Por sorte, livros como The Mother Knot (O nó materno), Jane Lazarre, ou La Femme Gelée (A mulher gelada), de Annie Ernaux, e de romances como No mama, no (Não mamãe, não), de Verity Bargate, contribuíram para normalizar uma maternidade mais vívida e distante do ideal canônico e pôr sobre a mesa sem tabus nem preconceitos a saúde mental materna. Um salto ao qual também se somaram outras disciplinas artísticas.
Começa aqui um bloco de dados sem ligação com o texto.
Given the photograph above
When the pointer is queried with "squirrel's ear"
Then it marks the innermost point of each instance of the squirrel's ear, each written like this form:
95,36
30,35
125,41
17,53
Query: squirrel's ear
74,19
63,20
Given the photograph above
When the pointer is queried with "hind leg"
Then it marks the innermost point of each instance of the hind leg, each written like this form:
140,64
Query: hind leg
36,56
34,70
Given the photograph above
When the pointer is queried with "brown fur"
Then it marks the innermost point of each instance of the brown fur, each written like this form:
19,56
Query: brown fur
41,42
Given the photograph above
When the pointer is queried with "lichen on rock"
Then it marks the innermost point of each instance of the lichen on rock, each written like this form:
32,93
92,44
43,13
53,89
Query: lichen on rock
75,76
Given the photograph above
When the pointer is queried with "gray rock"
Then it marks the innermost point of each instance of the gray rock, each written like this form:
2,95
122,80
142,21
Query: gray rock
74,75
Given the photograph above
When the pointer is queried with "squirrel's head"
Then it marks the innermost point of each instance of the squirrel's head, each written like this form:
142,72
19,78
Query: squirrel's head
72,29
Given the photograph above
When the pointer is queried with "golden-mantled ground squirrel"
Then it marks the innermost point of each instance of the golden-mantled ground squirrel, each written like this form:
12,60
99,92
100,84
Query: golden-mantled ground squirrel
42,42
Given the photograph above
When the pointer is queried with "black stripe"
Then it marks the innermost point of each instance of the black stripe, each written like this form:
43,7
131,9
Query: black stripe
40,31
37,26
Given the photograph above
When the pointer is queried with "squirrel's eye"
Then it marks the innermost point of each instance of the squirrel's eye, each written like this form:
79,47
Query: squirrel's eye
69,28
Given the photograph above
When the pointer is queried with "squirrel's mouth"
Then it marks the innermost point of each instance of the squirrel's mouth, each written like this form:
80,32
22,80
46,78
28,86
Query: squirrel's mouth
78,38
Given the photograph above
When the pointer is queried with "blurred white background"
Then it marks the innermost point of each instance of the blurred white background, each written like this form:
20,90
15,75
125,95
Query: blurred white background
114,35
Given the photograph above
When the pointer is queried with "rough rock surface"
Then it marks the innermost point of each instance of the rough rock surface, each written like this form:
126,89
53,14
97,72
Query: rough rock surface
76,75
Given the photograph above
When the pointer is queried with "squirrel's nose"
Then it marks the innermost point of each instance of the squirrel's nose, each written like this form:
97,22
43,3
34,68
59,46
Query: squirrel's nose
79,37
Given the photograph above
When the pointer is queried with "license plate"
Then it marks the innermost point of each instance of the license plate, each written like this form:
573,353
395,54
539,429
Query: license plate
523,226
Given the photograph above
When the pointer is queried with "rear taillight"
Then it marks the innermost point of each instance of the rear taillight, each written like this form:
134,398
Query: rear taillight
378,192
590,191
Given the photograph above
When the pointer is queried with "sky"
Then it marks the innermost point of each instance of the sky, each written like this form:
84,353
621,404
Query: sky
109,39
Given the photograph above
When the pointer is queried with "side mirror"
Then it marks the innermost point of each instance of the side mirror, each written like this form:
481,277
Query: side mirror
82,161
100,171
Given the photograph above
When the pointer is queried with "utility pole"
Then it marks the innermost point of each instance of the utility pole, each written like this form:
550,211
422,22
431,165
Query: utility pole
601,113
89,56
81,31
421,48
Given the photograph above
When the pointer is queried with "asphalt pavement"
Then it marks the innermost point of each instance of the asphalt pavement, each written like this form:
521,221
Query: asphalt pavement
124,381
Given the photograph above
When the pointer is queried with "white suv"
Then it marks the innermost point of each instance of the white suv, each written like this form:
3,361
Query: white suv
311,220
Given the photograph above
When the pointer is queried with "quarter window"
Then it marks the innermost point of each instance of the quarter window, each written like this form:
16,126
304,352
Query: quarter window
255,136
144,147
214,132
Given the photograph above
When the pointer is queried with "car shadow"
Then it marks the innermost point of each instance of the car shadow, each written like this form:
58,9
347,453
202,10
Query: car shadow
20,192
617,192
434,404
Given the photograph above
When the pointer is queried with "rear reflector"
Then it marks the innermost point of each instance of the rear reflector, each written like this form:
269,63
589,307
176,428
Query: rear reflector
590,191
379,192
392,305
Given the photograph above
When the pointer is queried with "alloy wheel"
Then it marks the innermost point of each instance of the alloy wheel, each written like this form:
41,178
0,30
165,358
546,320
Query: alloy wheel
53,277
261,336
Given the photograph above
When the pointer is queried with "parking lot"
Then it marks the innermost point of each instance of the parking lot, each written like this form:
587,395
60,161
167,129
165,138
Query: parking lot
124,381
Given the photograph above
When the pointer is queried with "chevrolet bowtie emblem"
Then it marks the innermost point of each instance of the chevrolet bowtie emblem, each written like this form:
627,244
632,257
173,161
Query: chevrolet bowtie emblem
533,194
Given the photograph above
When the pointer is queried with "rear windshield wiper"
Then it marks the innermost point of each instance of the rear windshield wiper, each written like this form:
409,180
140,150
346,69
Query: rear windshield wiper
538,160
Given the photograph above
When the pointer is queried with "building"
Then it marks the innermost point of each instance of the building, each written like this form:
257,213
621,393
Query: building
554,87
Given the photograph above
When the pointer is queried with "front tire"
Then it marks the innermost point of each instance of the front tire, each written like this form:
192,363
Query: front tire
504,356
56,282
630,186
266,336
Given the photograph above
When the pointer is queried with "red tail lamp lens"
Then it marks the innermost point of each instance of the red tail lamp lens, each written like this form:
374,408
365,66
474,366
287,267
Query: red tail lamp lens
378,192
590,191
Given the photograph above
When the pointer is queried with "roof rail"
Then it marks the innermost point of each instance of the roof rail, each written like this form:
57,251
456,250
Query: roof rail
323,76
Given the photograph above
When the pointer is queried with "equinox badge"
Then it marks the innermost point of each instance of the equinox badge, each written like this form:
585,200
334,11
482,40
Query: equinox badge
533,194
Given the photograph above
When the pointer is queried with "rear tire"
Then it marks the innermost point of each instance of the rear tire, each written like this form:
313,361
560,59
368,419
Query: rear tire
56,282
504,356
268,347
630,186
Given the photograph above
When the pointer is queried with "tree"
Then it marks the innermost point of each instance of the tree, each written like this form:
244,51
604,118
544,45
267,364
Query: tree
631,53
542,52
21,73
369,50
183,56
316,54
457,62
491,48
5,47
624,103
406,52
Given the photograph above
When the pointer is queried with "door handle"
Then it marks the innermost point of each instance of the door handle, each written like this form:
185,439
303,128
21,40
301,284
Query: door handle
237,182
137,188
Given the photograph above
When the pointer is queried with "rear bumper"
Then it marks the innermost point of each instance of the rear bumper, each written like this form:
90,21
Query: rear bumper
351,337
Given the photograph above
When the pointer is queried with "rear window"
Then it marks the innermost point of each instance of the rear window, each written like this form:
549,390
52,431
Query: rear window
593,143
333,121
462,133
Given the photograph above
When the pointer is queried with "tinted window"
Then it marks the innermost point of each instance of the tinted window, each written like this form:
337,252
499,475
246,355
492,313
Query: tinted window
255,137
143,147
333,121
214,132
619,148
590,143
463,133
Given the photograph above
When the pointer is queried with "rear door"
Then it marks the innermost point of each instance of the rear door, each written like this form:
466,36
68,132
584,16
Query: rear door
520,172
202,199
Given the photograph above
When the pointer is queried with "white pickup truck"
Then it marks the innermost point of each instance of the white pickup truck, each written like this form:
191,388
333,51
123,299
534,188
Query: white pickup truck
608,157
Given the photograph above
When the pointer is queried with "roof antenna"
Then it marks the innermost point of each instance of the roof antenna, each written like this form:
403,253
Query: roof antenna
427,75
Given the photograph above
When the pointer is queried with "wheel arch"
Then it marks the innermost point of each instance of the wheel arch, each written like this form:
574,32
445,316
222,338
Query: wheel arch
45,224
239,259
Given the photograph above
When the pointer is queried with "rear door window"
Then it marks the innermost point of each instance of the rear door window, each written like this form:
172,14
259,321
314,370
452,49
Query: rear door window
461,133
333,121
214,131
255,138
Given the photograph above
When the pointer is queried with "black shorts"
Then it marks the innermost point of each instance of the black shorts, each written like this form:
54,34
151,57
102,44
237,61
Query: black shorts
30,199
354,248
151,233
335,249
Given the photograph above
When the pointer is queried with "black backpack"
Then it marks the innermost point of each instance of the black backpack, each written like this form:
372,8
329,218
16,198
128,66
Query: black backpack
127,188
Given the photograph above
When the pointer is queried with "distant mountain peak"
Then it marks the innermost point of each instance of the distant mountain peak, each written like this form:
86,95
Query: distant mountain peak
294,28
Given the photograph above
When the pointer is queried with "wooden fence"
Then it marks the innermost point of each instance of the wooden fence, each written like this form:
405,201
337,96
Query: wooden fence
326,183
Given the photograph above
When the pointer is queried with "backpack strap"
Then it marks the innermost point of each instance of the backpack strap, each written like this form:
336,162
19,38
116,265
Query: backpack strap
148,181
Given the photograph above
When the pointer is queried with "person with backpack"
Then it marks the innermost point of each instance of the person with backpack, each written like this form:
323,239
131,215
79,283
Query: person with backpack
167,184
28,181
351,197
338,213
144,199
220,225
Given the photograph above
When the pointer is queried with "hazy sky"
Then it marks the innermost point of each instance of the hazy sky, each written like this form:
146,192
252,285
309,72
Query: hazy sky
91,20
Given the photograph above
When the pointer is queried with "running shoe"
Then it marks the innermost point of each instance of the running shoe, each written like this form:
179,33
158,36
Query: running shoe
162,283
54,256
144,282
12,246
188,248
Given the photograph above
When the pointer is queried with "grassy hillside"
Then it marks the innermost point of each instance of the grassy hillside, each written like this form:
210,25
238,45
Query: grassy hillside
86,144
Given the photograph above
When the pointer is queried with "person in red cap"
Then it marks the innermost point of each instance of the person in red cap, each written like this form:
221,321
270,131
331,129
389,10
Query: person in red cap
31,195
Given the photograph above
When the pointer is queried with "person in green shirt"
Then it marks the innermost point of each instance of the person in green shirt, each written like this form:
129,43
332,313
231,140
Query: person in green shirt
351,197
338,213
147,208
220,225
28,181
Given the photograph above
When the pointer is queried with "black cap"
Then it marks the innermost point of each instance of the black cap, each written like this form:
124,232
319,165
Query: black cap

Um exemplo é o da psicóloga e fotógrafa de Oviedo Íris G-Meras, premiada no XIII Encontro Fotográfico de Gijón (Espanha) e ganhadora da bolsa de estudos profissional do Seminário de Fotografia e jornalismo de Albarracín por seu trabalho fotográfico Puerpério, um conjunto de autorretratos da própria maternidade.

“Este projeto surge da necessidade de compartilhar uma experiência neste período complexo da vida, dadas as carências no relato que tradicionalmente nos apresentaram. Para mim contribuiu com muitas coisas em nível profissional, mas acho que o mais bonito surge quando, ao mostrar as imagens, você se conecta com muitas pessoas, homens e mulheres com os quais compartilha experiências. Você reflete e aprende”, diz Íris, que afirma que suas experiências de puerpério foram diferentes com cada um de seus filhos, embora todas tenham tido algo em comum; “Sempre foram experiências muito intensas, profundas e viscerais que, graças a este trabalho, entre outras, muitas outras coisas, acho que estão sendo resolvidas de forma muito positiva”.